Mary, with a droll sense of humor very like her father's, could hold a straight face while saying the most seemingly ridiculous thing. "In point of composition, the letter does not seem defective. The idea of the olive-branch perhaps is not wholly new, yet I think it is well expressed." If she had not paused and raised both of her eyebrows dramatically at the end of this recitation, a stranger would think her a dour pedantic with a warped sense of piety. Her family, however, knew better and just sighed while smiling:

"Oh Mary!"

Mrs. Bennet, however, was not amused. She exclaimed indignantly," What could he mean by saying that he would be the next heir of the entail? Did his father not tell him that the entail had been broken? Who needs an olive branch from such an arrogant Dummkopf!" Here the remnant of Mrs. Bennet's diminishing German crept in.

"Mrs. Bennet, you are right to be exasperated by this willful disregard of common decency and the attempt to bully his way into our home. I have also concluded that if I deign to receive him as family as a gentleman should, he will probably misconstrue the gesture as acknowledging the entail as extant. I was planning on having some fun with him because he simply sounded too deliciously ridiculous to be real, but on second thoughts, I shall dispatch a note telling him in no uncertain terms that he was mistaken. If he insists on a visit, we shall receive him cordially as a distant cousin, but the Bennet family will not welcome anyone who persists on the falsehood. Now you can let your precious nerves calm down, my dear. Where were we? Ah, Mr. Bingley's attentions to Jane. I had better stop embarrassing our sweet Jane although your blush has made you even more becoming, dear. We shall all wait and see what kind of person Mr. Bingley turns out to be. I hope he is not the kind of dandy who goes around flirting with all the young ladies in the neighbourhood. Asking a young lady he just met for a second set was quite forward."

"Father, Mr. Bingley seems perfectly amiable and a gentleman," Jane uncharacteristically blurted out.

"I see. Mr. Bingley, Mr. Bingley, hmmm... I venture to say that he is the first young man who has extracted any reaction from you since your coming out again these two months. We shall be doubly vigilant to find occasions to prove him true, shall we not, girls?"

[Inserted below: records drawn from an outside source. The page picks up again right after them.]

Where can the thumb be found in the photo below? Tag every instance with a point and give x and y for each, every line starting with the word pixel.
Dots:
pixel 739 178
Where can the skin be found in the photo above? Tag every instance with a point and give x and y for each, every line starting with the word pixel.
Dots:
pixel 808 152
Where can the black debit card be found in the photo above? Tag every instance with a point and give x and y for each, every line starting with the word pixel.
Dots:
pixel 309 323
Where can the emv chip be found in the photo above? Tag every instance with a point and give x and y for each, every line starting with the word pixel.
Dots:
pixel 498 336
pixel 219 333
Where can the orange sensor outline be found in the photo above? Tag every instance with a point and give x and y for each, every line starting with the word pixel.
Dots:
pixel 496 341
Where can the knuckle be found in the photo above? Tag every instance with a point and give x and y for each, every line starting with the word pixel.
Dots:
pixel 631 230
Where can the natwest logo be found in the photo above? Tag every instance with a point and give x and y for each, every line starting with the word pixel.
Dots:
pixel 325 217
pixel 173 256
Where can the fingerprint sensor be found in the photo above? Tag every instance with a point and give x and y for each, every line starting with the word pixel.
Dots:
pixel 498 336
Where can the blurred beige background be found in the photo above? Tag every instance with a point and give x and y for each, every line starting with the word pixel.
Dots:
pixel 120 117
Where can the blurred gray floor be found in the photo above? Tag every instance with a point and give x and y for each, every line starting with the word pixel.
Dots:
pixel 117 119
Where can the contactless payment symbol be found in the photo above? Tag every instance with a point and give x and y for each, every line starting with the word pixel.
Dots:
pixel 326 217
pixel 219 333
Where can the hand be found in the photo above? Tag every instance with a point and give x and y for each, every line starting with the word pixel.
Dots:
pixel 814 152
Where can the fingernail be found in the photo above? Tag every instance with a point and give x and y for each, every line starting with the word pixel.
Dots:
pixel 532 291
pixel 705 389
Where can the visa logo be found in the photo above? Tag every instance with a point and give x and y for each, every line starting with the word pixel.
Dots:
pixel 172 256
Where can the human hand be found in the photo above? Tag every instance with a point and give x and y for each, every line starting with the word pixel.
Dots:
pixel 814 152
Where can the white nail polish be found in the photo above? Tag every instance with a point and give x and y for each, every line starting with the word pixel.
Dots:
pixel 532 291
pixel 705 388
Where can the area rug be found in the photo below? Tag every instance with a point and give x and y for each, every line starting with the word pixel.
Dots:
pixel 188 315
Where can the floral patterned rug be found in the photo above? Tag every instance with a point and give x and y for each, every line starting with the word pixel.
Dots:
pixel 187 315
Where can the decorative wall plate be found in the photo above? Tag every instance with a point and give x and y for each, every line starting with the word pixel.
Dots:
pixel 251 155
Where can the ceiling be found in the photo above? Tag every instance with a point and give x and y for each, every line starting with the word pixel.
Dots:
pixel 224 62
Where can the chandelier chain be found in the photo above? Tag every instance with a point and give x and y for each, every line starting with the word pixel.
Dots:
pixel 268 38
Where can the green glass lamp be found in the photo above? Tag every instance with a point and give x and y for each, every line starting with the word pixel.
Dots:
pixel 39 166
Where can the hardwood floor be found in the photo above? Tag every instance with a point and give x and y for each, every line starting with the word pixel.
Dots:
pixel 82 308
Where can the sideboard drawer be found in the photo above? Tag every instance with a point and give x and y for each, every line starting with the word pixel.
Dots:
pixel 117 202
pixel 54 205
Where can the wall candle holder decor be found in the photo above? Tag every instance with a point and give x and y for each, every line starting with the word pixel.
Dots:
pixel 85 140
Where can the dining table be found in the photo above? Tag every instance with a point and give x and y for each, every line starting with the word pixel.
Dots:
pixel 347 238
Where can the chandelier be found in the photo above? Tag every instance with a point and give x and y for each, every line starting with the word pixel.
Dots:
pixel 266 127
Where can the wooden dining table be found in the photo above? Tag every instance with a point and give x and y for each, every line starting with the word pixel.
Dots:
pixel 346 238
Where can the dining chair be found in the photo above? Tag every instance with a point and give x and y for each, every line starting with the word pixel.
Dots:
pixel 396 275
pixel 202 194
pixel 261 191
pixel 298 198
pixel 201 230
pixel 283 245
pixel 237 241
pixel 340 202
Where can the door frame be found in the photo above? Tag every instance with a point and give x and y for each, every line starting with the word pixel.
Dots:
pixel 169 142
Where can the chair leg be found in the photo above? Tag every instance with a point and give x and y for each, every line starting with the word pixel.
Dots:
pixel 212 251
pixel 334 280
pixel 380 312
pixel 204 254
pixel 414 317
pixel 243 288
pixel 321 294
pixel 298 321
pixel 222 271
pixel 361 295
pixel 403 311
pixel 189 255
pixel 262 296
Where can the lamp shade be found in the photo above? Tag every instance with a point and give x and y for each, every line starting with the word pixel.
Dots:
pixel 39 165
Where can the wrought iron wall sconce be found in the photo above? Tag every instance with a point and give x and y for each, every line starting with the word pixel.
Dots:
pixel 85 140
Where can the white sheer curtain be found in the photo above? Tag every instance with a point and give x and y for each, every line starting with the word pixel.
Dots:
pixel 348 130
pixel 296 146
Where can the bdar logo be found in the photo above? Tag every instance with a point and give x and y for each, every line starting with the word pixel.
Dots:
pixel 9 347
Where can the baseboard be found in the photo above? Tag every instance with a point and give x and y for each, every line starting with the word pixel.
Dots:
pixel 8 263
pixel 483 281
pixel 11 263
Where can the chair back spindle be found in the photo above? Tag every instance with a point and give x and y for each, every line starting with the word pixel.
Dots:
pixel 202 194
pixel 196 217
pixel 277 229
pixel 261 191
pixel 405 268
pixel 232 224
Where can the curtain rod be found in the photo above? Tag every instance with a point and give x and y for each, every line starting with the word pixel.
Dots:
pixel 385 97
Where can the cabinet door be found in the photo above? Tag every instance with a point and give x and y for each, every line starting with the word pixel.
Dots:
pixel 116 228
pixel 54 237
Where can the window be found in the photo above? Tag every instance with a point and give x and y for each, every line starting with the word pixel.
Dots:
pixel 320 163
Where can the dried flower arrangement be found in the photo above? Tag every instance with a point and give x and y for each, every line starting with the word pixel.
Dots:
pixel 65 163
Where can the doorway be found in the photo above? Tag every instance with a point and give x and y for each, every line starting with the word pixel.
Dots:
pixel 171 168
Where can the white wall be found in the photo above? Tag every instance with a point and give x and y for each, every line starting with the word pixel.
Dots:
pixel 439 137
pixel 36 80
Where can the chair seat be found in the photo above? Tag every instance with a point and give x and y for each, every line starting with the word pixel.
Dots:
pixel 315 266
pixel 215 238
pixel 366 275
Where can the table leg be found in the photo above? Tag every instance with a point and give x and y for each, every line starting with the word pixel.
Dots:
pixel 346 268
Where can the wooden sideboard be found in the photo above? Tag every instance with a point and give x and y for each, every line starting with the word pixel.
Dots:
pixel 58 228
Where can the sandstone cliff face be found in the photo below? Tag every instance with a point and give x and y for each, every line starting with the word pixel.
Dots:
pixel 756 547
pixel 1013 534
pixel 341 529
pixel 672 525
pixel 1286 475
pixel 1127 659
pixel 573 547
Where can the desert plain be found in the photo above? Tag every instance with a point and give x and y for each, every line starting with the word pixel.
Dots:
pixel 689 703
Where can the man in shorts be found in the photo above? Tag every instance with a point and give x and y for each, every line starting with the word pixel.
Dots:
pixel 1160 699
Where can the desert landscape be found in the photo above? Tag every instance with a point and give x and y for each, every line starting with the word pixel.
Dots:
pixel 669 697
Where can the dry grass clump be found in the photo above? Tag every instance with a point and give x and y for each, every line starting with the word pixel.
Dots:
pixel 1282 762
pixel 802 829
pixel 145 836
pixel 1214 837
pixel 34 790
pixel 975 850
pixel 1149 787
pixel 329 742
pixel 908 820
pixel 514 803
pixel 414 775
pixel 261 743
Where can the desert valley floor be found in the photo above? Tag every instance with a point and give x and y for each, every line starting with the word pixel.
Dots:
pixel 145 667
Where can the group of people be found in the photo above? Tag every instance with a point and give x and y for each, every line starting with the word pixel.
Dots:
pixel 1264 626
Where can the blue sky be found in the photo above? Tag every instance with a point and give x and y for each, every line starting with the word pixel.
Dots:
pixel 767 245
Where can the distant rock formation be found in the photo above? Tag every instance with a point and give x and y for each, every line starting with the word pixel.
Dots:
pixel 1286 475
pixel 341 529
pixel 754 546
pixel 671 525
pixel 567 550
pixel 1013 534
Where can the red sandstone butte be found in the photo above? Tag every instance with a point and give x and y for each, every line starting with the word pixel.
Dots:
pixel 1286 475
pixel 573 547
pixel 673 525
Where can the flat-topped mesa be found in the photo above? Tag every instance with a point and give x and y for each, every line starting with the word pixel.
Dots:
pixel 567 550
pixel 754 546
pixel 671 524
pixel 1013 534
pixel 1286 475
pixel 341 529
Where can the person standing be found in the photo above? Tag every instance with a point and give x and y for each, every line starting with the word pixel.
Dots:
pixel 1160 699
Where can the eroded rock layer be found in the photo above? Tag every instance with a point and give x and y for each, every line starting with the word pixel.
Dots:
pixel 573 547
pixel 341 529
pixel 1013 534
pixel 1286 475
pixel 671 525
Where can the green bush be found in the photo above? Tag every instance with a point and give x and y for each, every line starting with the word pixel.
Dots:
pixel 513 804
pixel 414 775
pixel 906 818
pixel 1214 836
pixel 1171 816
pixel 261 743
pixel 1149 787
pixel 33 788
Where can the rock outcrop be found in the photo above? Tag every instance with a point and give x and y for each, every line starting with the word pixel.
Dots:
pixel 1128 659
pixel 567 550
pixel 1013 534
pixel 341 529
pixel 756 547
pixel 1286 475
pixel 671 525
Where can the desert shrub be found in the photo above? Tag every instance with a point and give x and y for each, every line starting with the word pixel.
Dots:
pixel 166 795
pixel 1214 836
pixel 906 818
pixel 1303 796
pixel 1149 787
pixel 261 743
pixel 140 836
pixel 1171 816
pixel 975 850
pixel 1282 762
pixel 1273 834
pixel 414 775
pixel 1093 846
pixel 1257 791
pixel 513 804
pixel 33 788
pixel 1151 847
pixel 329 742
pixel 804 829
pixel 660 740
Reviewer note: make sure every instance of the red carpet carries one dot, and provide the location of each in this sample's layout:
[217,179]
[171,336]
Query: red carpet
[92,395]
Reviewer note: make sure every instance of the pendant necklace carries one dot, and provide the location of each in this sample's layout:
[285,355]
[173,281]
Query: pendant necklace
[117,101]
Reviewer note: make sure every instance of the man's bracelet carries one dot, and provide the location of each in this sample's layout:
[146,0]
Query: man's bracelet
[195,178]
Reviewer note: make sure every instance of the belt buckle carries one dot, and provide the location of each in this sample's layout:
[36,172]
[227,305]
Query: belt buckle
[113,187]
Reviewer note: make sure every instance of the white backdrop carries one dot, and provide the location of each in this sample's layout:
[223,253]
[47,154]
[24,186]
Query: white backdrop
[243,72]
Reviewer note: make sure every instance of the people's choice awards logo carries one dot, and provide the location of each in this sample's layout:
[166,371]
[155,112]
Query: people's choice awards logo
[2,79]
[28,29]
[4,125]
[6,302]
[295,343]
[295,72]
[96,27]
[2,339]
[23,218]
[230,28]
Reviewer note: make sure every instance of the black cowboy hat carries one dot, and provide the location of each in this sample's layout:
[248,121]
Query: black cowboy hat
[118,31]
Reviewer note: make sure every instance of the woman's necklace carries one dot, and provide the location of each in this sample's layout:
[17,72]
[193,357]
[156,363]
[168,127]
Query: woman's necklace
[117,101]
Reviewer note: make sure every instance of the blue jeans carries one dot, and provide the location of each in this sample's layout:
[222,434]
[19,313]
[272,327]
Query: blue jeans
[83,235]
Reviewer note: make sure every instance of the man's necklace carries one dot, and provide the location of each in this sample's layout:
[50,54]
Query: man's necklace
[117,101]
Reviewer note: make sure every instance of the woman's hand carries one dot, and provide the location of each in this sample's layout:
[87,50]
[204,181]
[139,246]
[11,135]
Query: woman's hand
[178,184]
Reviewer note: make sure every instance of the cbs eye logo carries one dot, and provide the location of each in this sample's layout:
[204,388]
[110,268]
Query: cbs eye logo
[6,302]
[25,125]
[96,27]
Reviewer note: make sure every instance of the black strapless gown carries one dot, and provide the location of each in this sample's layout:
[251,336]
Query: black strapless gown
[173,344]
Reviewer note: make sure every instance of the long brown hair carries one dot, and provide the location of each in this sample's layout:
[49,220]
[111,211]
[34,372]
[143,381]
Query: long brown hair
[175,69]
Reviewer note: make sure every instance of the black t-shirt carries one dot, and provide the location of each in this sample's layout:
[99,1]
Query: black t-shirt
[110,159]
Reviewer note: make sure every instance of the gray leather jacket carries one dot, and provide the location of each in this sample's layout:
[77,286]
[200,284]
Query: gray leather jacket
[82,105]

Along this vein breakfast was congenially consumed and all at the table went away on their various daily pursuits until Charlotte Lucas came to visit when the whole proceedings of the assembly were rehashed, and Miss Bennet was once again teased for her dancing twice with Mr. Bingley. Miss Lucas, however, heeded Lizzy's warning the night before and never mentioned Mr. Darcy's slight.

Chapter notes:

Longbourn is based on Chawton, the manor house of the estate Jane Austen's brother Edward inherited from a cousin, whose name, Knight, was adopted by Edward Austen as a condition of the inheritance. Jane and her sister Cassandra lived in the bailiff's house of the estate for some years, where she revised P&P.